Debabrata Mukherjee, MD, MS, FACC
The hot summer days are upon us and in this issue of Cardiology Review we cover several burning topics of interest to clinicians. Dr. Jimena Blandon discusses the impact of aliskiren on postdischarge mortality and readmissions in patients with heart failure. The study showed that there was an increase in the adverse effects in the aliskiren subgroup, especially with respect to renal failure, hypotension, and other symptoms.

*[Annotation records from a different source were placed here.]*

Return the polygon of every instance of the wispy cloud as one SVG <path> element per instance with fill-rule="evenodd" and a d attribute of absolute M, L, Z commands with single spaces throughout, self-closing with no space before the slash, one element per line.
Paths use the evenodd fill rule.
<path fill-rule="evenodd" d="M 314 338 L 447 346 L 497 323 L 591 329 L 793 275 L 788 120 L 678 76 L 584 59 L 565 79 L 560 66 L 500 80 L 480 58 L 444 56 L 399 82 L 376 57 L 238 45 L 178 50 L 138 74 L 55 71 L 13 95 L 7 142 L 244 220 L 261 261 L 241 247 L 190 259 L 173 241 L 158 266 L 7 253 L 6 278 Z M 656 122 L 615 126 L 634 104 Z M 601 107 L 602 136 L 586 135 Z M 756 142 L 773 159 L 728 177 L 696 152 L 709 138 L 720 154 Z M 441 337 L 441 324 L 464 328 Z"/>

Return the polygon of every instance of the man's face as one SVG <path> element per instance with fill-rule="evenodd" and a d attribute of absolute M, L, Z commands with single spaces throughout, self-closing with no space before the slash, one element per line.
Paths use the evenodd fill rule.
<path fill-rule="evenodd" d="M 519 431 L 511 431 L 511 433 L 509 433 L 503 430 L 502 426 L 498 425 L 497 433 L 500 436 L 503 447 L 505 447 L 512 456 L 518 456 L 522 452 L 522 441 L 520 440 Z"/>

She opines that it would be interesting to know if the combination of aliskiren with either an angiotensin-converting enzyme inhibitor (ACEI) or angiotensin receptor blocker (ARB) or with an aldosterone inhibitor (dual therapy) would be better than “triple therapy” combining aliskiren plus ACEI/ARB plus an aldosterone inhibitor with respect to the incidence of hyperkalemia. Additional studies are needed to provide more data on aliskiren’s effects in patients with and without heart failure and type 2 diabetes.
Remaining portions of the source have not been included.